Found a great article from a few months back on Forbes about a German man who recently became a billionaire after turning around the engineering company that his father worked for when he was growing up.

Check Out The Article
Wolfgang Leitner was the son of a machine fitter in germany that wanted to do bigger and better things with his life so he went to school to get a doctorate in chemistry. After school  he ended up as a consultant working for McKinsey. While there he got the chance to work on the project of fixing his fathers employer Andritz AG that had fallen on hard times and needed restructuring. A few years after the project started he took a job at the company. In his career he has done a lot to transform the company and build it in to one of Europe's largest engineering companies.
 "Leitner has spent the past 25 years helping to boost sales to $5.9 billion, up from $194 million, and propelled profits  from $1.2 million to nearly $300 million."
 From humble beginnings to graduate degrees to turning around a troubled company and building it up into a multi-billion dollar company. It points to the fact that hard work and good strategy can build a company to incredible heights. And also that you don't have to start the next facebook to do it you can turn a regular company into something massive or turn a struggling company into a sprinter. the article is a good read.

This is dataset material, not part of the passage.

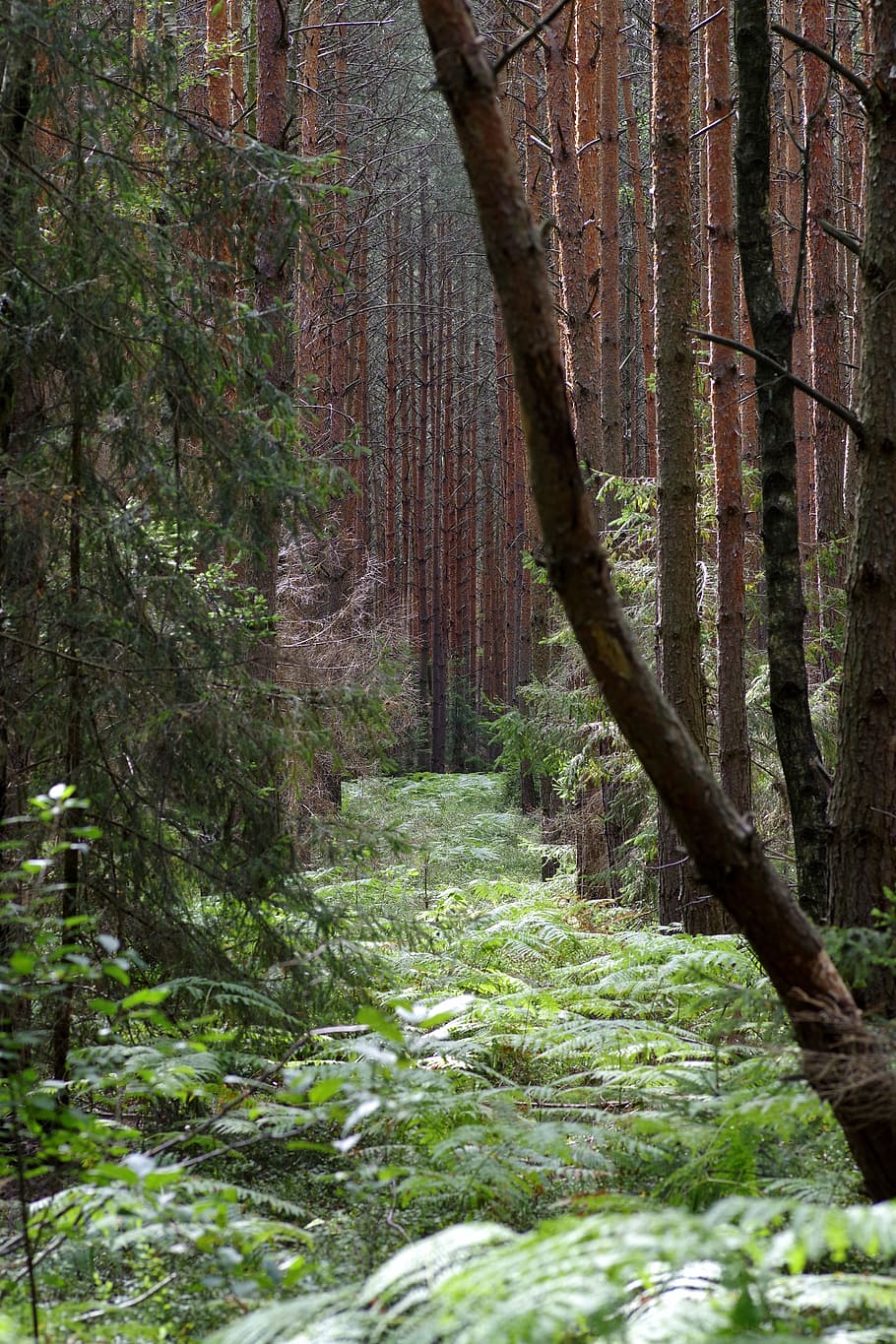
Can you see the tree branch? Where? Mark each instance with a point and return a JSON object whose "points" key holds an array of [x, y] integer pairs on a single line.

Also check out an unrelated but interesting book:

Billion Dollar Turnaround: The 3M Spinoff that became Imation

Thursday, January 17, 2013

Howed Our Supplier go From $10 million to $350 million Without Us Noticing?

It feels like everyday...well actually it is every day the CEO asks "What are you doing to grow the business?" and frankly while we are working at growing our business we never have anything in the development that is going to get our $10-$15 million dollar business to that magical $100 million dollar that seems so out there and lofty a goal that we might never get there. Never the less it is the company goal I mean how could a small carrying case manufacturer possibly hope to grow that large in a short period of time its not possible. Our thinking has been recently we have to diversify into a whole new market that is much larger then carrying cases...or atleast that was until I read the 2012 Inc. 500. While scrolling thru the ranks wondering how we could possible make it to this level of growth I saw a familiar name. Otterbox a company that I knew as a maker of plastic carrying cases a small guy I had always been told like use in a niche market you could never get big in,  and here they were on the Inc. 500 as one of the 85th fastest growing company in the U.S..(5th straight year on the list)  They had grown from $10.2 million in 2008 to $347.5 million in 2011 or 3,312% in 3 years.

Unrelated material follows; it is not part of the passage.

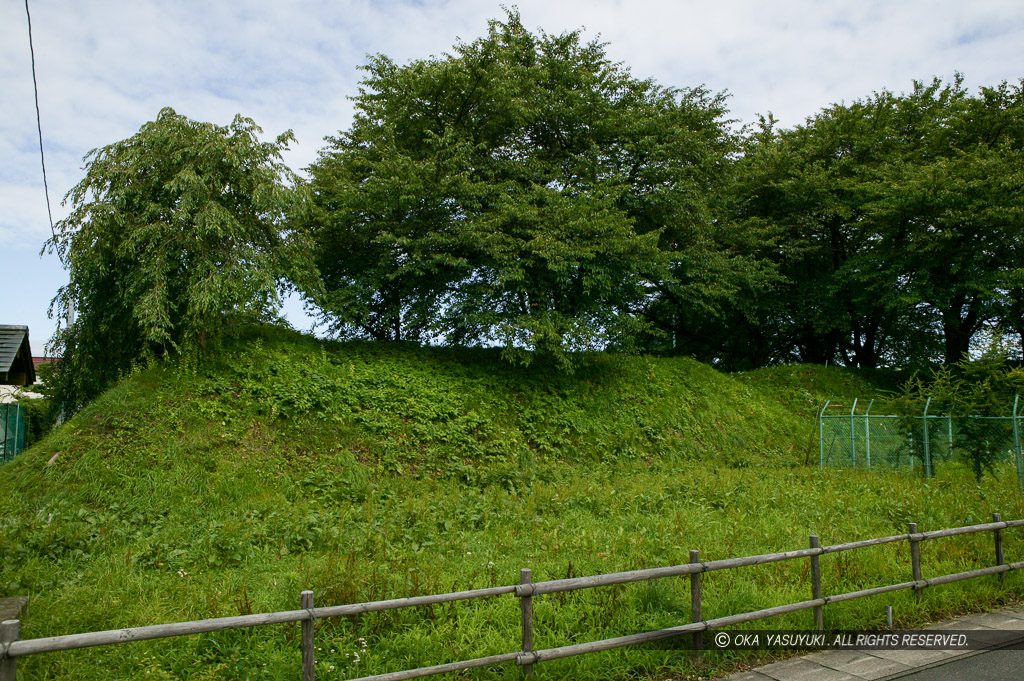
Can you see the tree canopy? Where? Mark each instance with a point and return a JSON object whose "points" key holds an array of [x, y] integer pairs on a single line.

How OtterBox Did What We Couldn't

Now they haven't done this just by simple selling more of their standard plastic cases. They did it by studying trends in the market and going after those trends as soon as they spotted them. They outsourced their manufacturing so that they could focus their time on marketing and product design. Today they are one of the biggest brands of protective cases for smartphones. They also have shown a willingness to kill projects that are not working before they become anchors as a former hit product becomes a forgot memory. When they realized a product line didn't have a future they abandoned it and moved on to bigger and better things. They have created an R&D team that focuses purely on predicting and build up the future pipeline, this team doesn't get bogged down with trying to hit home runs today they are focused on where the company should be looking 6 months to a year from now if not longer.